Cover of The Wild Fox of Yemen: A black cover with a title in white script, the silhouette of a fox foregrounds an illustration of an ancient city. The cover acknowledges the book as the winner of the American Academy of Poets’ Walt Whitman prize.

Take us back to your Tinderbox acceptance email, what was that like? At that point, how long had you been submitting work?

I was stoked to get my Tinderbox acceptance! It was at a time where I had just begun submitting my little fetus poems into the world. In the beginning, I had to self-navigate the journal and magazine submissions world with very few tools. The younger me felt validated receiving a “We loved it!” from a reputable journal that had published so many great poets before me who have gone on to write fantastic books. That acceptance pushed me forward.

Trace the path from that poem then, to your writing now. What’s different, what’s consistent?

Such a great question. I think the work I produced during that point in my career was way rawer. I’ve learned to add a thin layer of plastic wrap around my poems during the editing phases that I used to tear straight through back in the day. Though I’ve become more selective, I hope the intimacy still shines through.

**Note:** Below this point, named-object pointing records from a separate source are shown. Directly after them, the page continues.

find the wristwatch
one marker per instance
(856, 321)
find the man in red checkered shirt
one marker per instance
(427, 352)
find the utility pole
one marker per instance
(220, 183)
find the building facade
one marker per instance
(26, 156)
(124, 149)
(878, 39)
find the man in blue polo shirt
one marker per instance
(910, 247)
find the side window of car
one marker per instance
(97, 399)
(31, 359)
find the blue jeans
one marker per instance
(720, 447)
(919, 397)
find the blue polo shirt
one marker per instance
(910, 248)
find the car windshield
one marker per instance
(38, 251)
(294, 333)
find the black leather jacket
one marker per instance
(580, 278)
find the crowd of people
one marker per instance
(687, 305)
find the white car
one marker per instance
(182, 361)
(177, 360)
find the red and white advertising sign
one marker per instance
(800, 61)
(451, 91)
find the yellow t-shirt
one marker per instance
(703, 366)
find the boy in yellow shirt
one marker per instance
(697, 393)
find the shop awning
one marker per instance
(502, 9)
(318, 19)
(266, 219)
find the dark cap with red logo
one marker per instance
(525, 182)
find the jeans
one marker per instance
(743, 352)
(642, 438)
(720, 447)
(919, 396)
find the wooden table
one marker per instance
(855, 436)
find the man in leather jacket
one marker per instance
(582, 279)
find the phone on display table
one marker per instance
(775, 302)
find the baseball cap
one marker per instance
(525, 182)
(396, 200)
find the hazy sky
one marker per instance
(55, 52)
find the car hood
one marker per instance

What would you say to encourage emerging writers?

Disentangle yourself from that vision of success or victory being in the hands of the institution. And allow your poems to change. Give yourself as a writer that kind of grace to know you’re always capable of change in yourself and in your work. Especially when it comes to imagining more possibilities for yourself and where the poems can go—aim high and aim widely!


Threa Almontaser, a woman in a black hijab (headscarf) and a long trench coat.

Threa Almontaser is the author of the debut poetry collection The Wild Fox of Yemen (Graywolf Press 2021), winner of the Walt Whitman Award from the Academy of American poets, the Maya Angelou Book Award, and the Brooklyn Public Library Literary Prize—and nominated for the National Book Awards and the NAACP. She is a recipient of writing fellowships from Duke University and the Fulbright Program. She earned her MFA from North Carolina State University and teaches English to immigrants and refugees in her area.

Lauren K. Carlson, a white woman with blonde hair wearing a hat, neutral expression

Lauren K. Carlson (she/her) is the author of Animals I Have Killed (Comstock Review Chapbook Prize 2018). A poet and spiritual director, her work has appeared in Waxwing, Salamander Magazine, Pleiades and others. In 2022 she was awarded the Levis Stipend for her work in progress. She lives with her family in Michigan.